SpokAnimal employees faced a heartbreaking decision when a deadly virus was discovered in several of the cats at the shelter: euthanize every cat or risk spreading the infection.
They opted to put down 70 cats.
“It was not a good night,” said Laura Thulean, SpokAnimal’s chief operating officer.
On July 30, shelter operators discovered that two litters of kittens brought to the shelter were infected with feline distemper, a viral infection that attacks the lining of the cat’s gastrointestinal tract. Cats with the virus experience bloody diarrhea and severe dehydration, and it is often fatal.
The kittens were strays, apparently found in a West Central garage, Thulean said. They didn’t start exhibiting symptoms until a few days after they’d been dropped off at SpokAnimal.
By then, it was too late. Other animals were already showing symptoms, and several random diagnostic tests showed many of the cats had the virus.
“Because it is so contagious, there was nothing else we could do,” Thulean said.

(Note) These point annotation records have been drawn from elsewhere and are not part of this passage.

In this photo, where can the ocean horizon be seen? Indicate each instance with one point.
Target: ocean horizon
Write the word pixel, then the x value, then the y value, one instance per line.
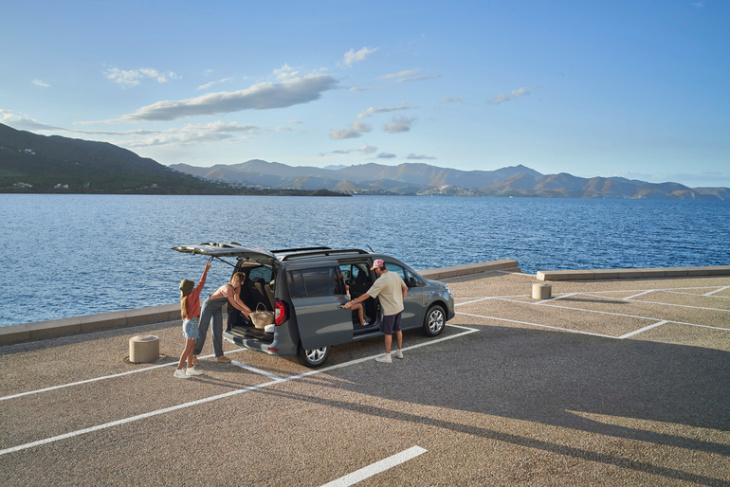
pixel 72 255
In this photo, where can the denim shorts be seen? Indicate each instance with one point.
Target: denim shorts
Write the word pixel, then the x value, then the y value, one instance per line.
pixel 190 328
pixel 390 323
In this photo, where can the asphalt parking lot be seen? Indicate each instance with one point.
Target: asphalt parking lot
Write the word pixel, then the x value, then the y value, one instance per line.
pixel 606 383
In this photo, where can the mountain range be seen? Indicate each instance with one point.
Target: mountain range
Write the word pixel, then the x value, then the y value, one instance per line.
pixel 424 179
pixel 36 163
pixel 32 163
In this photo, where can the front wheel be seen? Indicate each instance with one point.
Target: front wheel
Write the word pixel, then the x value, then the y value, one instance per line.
pixel 434 322
pixel 313 357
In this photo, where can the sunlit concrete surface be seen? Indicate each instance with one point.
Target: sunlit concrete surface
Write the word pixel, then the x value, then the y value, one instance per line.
pixel 608 382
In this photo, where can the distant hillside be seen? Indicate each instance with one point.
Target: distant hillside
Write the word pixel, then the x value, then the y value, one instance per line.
pixel 36 163
pixel 423 179
pixel 40 164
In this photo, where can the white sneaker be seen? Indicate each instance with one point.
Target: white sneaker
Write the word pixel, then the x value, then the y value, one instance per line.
pixel 193 371
pixel 384 359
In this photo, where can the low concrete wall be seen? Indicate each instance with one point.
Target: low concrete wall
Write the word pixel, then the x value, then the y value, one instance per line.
pixel 119 319
pixel 83 324
pixel 508 265
pixel 722 270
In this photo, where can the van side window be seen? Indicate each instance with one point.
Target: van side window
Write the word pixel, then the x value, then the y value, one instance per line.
pixel 408 277
pixel 310 283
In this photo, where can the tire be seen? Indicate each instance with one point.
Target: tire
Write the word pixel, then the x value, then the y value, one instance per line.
pixel 314 357
pixel 434 322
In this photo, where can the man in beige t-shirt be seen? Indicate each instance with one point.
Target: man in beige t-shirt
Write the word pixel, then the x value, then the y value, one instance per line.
pixel 391 290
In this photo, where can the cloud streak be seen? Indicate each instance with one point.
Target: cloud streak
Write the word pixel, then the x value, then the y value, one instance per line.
pixel 128 78
pixel 518 93
pixel 261 96
pixel 375 110
pixel 200 133
pixel 352 57
pixel 399 125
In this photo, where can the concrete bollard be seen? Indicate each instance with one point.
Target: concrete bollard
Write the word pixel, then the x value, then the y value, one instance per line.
pixel 541 291
pixel 144 349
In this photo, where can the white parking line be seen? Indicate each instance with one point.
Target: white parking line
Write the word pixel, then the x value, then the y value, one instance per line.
pixel 158 412
pixel 538 325
pixel 716 291
pixel 377 467
pixel 96 379
pixel 256 371
pixel 642 330
pixel 640 294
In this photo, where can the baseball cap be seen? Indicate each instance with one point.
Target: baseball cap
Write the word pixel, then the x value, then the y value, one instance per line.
pixel 377 264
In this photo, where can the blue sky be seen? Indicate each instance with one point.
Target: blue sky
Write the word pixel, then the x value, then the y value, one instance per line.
pixel 637 89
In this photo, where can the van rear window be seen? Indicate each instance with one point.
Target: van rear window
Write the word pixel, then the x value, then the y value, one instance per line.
pixel 311 283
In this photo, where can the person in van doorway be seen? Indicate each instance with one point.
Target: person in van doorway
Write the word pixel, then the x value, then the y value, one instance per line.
pixel 391 290
pixel 190 313
pixel 357 307
pixel 230 294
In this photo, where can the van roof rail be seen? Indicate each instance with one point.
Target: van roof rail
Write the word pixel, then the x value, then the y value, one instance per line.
pixel 322 252
pixel 282 251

Several of the pets had already been adopted and were supposed to be picked up, Thulean said. Some owners decided to take their cats home and treat them, but there was at least one case where the cat was returned to SpokAnimal to be euthanized.
Pat Carter, a veterinarian at Spokane Cat Clinic, said the virus can remain contagious for up to two months after a cat contracts it. It’s fatal in 99 percent of kittens younger than three months, and older kittens have to go through rigorous antibiotics to recover.
In a confined environment like a shelter, it’s almost impossible to stop the virus from infecting every animal, he said.
“You hate to always have to put so many animals to sleep, but unfortunately that’s the only way to stop the virus in its tracks,” Carter said.
SpokAnimal employees spent the night cleaning and disinfecting the cat section of the shelter, Thulean said. All cages had to be disinfected multiple times and all bedding and plastic containers thrown out.
Cases of feline distemper appear to be increased, Thulean said, possibly due to the mild winter.
The virus is usually spread when cats walk where an infected cat has been and then lick their feet, Carter said. Outdoor cats are more likely to be affected by the virus.
Pets can be protected by keeping their annual distemper vaccines up to date, Carter said.
Carter said he believes the shelter made the right choice in euthanizing the animals.
“I used to work at a shelter, and it’s just heartbreaking, because you’re there to help animals but all of a sudden you have to destroy them,” he said. “It’s a very difficult situation for everybody involved.”